Dumb question....Shoe Goo has been recommended for slots for ages...where do you get the stuff? I haven't seen a shoe repair shop in 20 years, so I assume some national chain stocks it?
I've been using JB products for more "rigid" applications but the Goo is somewhat flexible as I understand it. John
I've found Shoo Goo at Walmart. Another version of that product is Automotive Goop and can be found at most major auto parts stores.
I have a cheap glue gun from a dollar store that works just fine. I race without magnets and my motors do not get hot. If they did I would get high temperature glue sticks from a hardware store. Silicone glue works well if you are not in a rush.
much thanks , my server is down , so , on my day off here i am at work to get "up to date" . just came from the local hobbie store and have a couple products , new to me , but needed for my car to "survive" while on the road . shoe goo it is . course the first time i used it it was to make my own fly fishin` shoes . glued felt to the bottom of olde work boots . my tube is aged a bit and it dosen`t flow anyhow , since i can`t seem to find an accessory tip will have to improvise . as i said , most of the pictures i`ve seen of this look absolutely horrible . i know it`s under the body and can`t be seen , and well there is no longer a "first shirt" in my life but my work clothes would always pass his inspection . hope all you all understand that statement . those of you who vied for soldier of the month understand full well , just what that means .
again thanks for all input . you guys are a wealth of knowledge , and the best part is , as we all learned it in pre-school/kindergarten , we share . thanks for openin` the encyclpedia , "slotcarillustrated" .
as for screws to secure the motor , the ninco chassis in question has no holes and makin` em could disqualify my entry .
Last edited by Jerry LaGesse; 06-19-2012 at 08:19 AM.
Just thought I would mention ... Shoe Goo is indeed a great choice, particularly if you want to be able to remove the motor later; but if this isn't a concern, then consider good old CA glue - I have used it successfully both for attaching to plastic pods and for installing an S-can into a brass mount (the motor didn't have any screw holes).
Hot glue, for years, 2 of pretty intense local racing (20V power supplies and heavy magnets) in short track NASCAR events.
Now in the 5th and 6th seasons of various proxy events. The motors have never come out, or come back loose. One set of gears was chewed smooth, but no motors out of cradles. The crown was a stock item on a pretty heavy car.
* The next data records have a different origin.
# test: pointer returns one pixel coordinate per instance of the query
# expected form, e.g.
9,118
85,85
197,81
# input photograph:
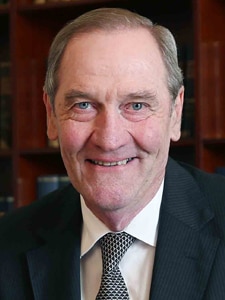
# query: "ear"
52,132
176,116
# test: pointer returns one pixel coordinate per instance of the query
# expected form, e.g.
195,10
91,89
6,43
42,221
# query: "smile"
111,164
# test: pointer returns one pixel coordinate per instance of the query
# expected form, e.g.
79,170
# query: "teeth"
114,163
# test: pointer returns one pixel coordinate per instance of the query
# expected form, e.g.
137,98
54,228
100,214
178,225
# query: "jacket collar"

To get the motors out at season's end, I just use a chisel style dull X-acto blade and run it down between the can and the glue. It has never taken more than about 5 minutes. Like M&M's, there's never a gooey mess.
so , after a little shoe goo , i filled between goo spots with g/e brand fishtank silicone . took over night to set-up , but the motor should be in `till i take it out . in the goo is also the rods a fabricated to stiffin` the chassis . one down either side and snug to the ribs in the chassis . i used the same method for the rear bushings and for the axle tube i made for the front . lead weight , uummm , i put two squares in front under the axle behind the guide center . on each side i put two squares just in front of the rear wheels . they are as far outboard as i could put them with out rubbin` against the inside of the body .
guess i`am as ready as i can be for my first scitcc race . now to wait for september first (if`n thats the day this year) !
Hot glue guns aren't expensive unless you're buying professional guns for serious industrial work. There are many inexpensive guns made for crafters; what works best for our toys are high-temp or multi-temp guns with long skinny nozzles. And you need the right glue! Glues come in low-, multi-, and high-temp variations, and different formulas are made for different materials. Get hot glue formulated for non-porous applications (i.e., plastic and metal). Don't use very high temperature glue guns or you risk melting plastic parts on your cars. Low-temp glues can loosen from motor heat and most low-temp glues are not formulated to bond on non-porous materials.
Here is an old post I wrote about what to look for.
To increase the strength and life of a hot glue bond on plastic & metal, pre-clean the parts with 91% or higher isopropyl alcohol and let them dry. Just don't start a fire from the flammable alcohol getting together with the hot gun. And don't let the alcohol get onto painted cars or tampo, directly or from your fingers!
Shoo goo fumes while the stuff cures aren't good to breathe! Hot glue doesn't have any such toxic odor, and cures in moments.
Great post JML. I avoid the Goop fume problems by gluing outdoors. Fortunately my workshop has a door to the exterior, and a work table right outside the door. And a light over the door for late-night glue excursions.